CEDAR FALLS – Northern Iowa was in the midst of a swap at running back at Camp Randall. Fifth-year senior Carlos Anderson trotted off the field, but his work on it wasn’t done. As David Johnson, a sophomore, came on, the elder statesman gave him some valuable knowledge.
“Watch out for (linebacker Chris) Borland, with the two plays that worked he told me to watch out for, to see if he runs again or which way they’re running, ” Johnson said.
The tandem will be making the same type of reads this weekend at Kinnick Stadium as the Panthers play their second Big Ten opponent of the season in the Hawkeyes.
Through weeks of summer practice, fall ball and two regular season games, Anderson and Johnson have continued a chemistry that began last season with Anderson on the sideline.
“(The relationship) has grown tremendously over the summer and over the course of last year,” Anderson said. “I just tried to show him the way, show him what to look for, what not to look for, from every as to on the field and off the field.”
A nagging ankle injury limited Anderson to eight starts last year. When he did play he totaled just 410, compared to his junior campaign where he came up 26 yards shy of 1,000.
With Anderson hampered by his ankle, the reigns were given to Johnson, who wasn’t exactly expecting them.
“I was a little nervous with him being hurt,” Johnson said. “I was a little nervous coming out and wasn’t really ready. But it helped me in becoming a man and knowing how to play college football.”
Johnson was alone in the backfield, but when he returned to the sideline Anderson was there, acting as a second running backs coach.

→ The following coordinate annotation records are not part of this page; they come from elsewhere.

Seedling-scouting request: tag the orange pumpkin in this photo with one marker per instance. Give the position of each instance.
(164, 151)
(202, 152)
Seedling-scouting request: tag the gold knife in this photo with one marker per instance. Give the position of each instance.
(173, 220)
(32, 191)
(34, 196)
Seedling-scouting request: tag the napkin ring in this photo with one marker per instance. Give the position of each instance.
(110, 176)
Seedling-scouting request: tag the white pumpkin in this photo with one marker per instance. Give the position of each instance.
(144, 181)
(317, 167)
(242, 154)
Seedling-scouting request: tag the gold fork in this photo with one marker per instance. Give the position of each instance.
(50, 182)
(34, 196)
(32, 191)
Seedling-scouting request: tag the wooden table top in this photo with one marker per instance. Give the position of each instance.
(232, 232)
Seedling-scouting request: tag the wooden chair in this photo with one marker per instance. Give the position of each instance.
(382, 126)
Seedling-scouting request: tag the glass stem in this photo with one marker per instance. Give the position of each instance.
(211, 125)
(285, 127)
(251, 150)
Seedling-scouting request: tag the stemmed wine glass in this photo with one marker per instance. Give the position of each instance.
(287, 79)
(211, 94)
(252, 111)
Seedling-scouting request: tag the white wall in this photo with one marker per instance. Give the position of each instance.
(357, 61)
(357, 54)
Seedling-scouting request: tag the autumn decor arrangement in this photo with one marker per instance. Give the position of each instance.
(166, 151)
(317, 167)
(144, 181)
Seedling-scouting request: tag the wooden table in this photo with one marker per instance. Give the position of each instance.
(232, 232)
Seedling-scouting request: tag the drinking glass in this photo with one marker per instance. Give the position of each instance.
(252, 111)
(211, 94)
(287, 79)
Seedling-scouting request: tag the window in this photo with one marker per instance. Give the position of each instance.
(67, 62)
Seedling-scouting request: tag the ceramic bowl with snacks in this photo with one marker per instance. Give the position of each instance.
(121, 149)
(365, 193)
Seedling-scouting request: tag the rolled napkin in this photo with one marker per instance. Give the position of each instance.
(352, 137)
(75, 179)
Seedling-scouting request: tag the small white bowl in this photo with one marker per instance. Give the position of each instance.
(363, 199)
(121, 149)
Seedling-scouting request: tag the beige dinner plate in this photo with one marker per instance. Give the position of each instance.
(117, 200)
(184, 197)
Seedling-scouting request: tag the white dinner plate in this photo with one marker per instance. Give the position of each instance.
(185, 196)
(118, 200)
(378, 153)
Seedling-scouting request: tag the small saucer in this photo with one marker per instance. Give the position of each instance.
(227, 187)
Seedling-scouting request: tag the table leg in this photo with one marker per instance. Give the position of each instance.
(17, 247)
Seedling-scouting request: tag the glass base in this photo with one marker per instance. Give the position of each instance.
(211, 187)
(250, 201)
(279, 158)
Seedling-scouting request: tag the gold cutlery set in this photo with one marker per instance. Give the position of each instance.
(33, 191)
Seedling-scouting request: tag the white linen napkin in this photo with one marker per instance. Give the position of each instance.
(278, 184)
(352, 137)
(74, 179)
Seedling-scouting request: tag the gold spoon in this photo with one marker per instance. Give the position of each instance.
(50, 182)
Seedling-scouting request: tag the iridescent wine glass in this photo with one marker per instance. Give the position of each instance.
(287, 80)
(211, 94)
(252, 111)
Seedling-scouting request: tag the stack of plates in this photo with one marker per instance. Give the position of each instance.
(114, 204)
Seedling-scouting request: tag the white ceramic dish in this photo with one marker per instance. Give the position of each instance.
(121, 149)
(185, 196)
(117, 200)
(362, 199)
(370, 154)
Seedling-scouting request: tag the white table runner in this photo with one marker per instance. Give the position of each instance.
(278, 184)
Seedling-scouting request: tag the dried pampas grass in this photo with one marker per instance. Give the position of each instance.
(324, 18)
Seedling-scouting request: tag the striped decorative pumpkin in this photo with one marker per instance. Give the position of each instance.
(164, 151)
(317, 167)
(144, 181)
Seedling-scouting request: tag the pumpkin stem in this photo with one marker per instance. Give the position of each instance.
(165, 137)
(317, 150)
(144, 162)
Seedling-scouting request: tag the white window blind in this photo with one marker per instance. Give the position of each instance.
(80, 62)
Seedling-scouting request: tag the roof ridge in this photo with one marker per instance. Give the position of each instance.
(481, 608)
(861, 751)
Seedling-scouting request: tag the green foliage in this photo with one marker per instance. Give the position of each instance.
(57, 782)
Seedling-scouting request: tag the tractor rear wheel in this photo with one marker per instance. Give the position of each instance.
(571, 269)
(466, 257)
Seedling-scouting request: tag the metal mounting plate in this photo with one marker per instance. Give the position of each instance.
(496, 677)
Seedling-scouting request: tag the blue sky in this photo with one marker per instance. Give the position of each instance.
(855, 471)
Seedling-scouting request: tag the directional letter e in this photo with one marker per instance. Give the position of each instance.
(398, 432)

At times his information was even more valuable than any coach’s.
“With him, knowing the defense, since he played the year before, he would know how the defense would run,” Johnson said. “That was my first year playing, so he definitely helped me.”
Under Anderson’s tutelage, Johnson finished with 1,244 all-purpose yards as a red-shirt freshman. He finished fourth for the Rice Award (FCS top freshmen) and was the runner-up for Missouri Valley Conference’s Freshman of the Year.
The success led to a log jam at running back though. There was only one ball to carry and the two spent spring and summer trying to wrestle the starting spot from the other. Then the coaching staff combined the best of both worlds, introducing the “20 Package.”
“It’s amazing how they’ve come together and realized what’s best for the team is what’s best for the team,” Quarterback Sawyer Kollmorgen said. “They competed all spring ball, all summer and now here in fall camp for the starting spot. And then they just realized, ‘Hey, we’re both going to play. We’re both going to get the same amount of balls. Whatever, we’re just going to go out there and play.’”
With both in the backfield at the same time, it gives the Panthers a difficult dynamic to defend. Anderson, at 5-8, 172, brings shiftiness and speed. And not just any speed. He also runs track for UNI and was the 2012 MVC champion in the 60 yard dash with at time of 6.82 seconds.
Johnson on the other hand measures in at 6-foot-3, 214 and is a bruiser.
“To tackle one and then to tackle the other, I think that’s a good combination because you try to get a little a little beat on David to try to bring him down and then the other guy is going to try to make a jump cut on you right at the end,” UNI head coach Mark Farley said. “So I think the burst of Carlos and the size of David is a nice compliment as long as you can run the ball.”
So far that’s something the Panthers have not done, at least to the liking of their head coach. Through two games Northern Iowa has rushed for 218 yards. Their Thunder and Lightning combo has accounted for just 115 of that.
Things might open up Saturday. The Hawkeyes boast the 54th best run defense in the country, allowing 124 yards per game. Still not too shabby, but much better than Wisconsin’s 14th ranked run stoppers that held the duo to 38 yards on the ground.
No matter what numbers say, Johnson is ready to tell a different story.
“I definitely feel like we have the talent, the athletes the speed to go against at D-I school like Iowa,” Johnson said. “I feel that we can go four quarters with them and definitely give them a run for their money.”